著者は、NPO自立生活サポートセンター事務局長の湯浅誠さんです。

JanJan 2007/7/15

北九州・生活保護打ち切りで餓死~支援団体が緊急声明


さらに、上記記事やインタビューを含めて取り上げていらっしゃる多くのエントリーが数多くあります。


晴天とら日和

究極の格差社会:生活困窮者は早く死ねということか…孤独死男性日記 (公開)

に凝集されている情報も是非ともにご覧下さい。

貧困襲来  [著者]湯浅 誠
山吹書店発行、JRC発売/ 1575円


[評者]中西 新太郎(横浜市立大教授)
■隠し、放置する権力へ怒り
 こんな本が出たらと願っていた。テーマは貧困。ワーキング・プアの若者たちを評して、「若いんだから死ぬ気になれば何だってできるはず、考え方が甘いんだよ」などと口走るオジサンたちは、まずこの本を読んでからものを言おう

 いま日本社会では貧困の大量生産がすすんでいると著者は言う。みんな死ぬ気で頑張っていないから?
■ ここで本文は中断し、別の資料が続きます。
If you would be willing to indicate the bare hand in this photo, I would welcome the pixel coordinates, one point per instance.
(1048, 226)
 とんでもない。貧困へと勤労市民を追いやるメカニズムが強力にはたらいているからだ。著者によれば、貧困とは、生きてゆくのに不可欠な「溜(た)め」を奪われた状態に陥ること。なぜそうなるのか、豊富な具体例を引きながら、著者は諄々(じゅんじゅん)と説く。教育が保障されていないこと、非正規職への就業者には企業福祉が適用されぬこと、公的な支援が受けられぬこと、家族の支えが得られぬこと、そして「うまくいかないのはぜんぶ自分のせい」と納得させられてしまうこと

 人を貧困へと追いこんでゆくそんなしくみを見ようともせず、努力が足りないと切り捨てる制度や政策にたいしても、本書は鋭い批判を浴びせる。最後のライフラインである生活保護の申請を抑えこみ、餓死者が出ようと恥じない「水際作戦」、「福祉に頼らず自立しろ」と、生活の安全保障を外し「決死の綱渡り」を強いる再チャレンジ政策…、みな、貧困者をさらに痛めつけるばかりではないかと問いかけるのである。
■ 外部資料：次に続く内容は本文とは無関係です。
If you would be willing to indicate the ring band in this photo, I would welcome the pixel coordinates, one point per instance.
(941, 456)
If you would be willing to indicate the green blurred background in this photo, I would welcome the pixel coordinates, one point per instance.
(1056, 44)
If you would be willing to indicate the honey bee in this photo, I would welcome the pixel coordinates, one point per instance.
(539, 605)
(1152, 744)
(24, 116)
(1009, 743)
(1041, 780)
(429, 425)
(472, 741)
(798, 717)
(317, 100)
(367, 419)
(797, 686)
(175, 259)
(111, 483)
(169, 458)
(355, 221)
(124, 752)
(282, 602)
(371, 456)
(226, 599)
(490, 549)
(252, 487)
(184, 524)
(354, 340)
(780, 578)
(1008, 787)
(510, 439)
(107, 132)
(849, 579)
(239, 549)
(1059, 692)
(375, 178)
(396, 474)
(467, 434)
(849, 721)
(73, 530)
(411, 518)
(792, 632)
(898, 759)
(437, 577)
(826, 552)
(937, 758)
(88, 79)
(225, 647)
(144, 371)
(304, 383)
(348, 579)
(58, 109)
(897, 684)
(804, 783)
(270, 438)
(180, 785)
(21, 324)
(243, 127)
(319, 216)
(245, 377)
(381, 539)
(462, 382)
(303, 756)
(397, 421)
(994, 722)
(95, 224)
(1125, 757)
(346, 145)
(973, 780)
 貧困者の自立生活支援に長く現場で奔走してきた著者の物言いは冷静沈着、貧困は自己責任ではなく社会が解決すべき問題であることを、クリアに、しかもわかりやすく説明して余すところがない。悲惨さを声高に訴える姿勢など微塵(みじん)もないその語り口に、しかし、貧困を隠し放置している権力への深い怒りをみる。

 格差社会を論じる本は山ほどあるが、格差の「キモ」である貧困問題は素通りするものが大半。そういう格差本のあざとさを一蹴(いっしゅう)する本書が、ネットカフェをはじめ、誰でも読める場所に常備されたらと評者は夢想する。出色の一書だ。


ゆあさ・まこと 1969年生まれ。NPO自立生活サポートセンター・もやい事務局長。

原爆症の認定を見直す・久間発言を謝罪すると発言してみせるのと同時に、原爆症認定判決には控訴する という美しい国(補佐官の認定済み死語)。

教育基本法、教育三法・全国テストなどで学校を縛りながら創意工夫を求めよと競争を煽る。

再チャレンジで貧困へのトラップをいっそう深いものとする。


私の内閣は慈悲深い施策を与えながらも、だってそれじゃだめだって他のおじちゃんたちが言うんだもん、という言い逃れの連発は、有害かつ不愉快なだけでなく、国の崩壊を世界にさらすことになります。


国防大臣がマダム寿司(ライスの駄洒落に加えて、蝶々夫人気取りでしょうか)を名乗った時点でもう崩壊は衆目の理解するところになっているでしょうけれど。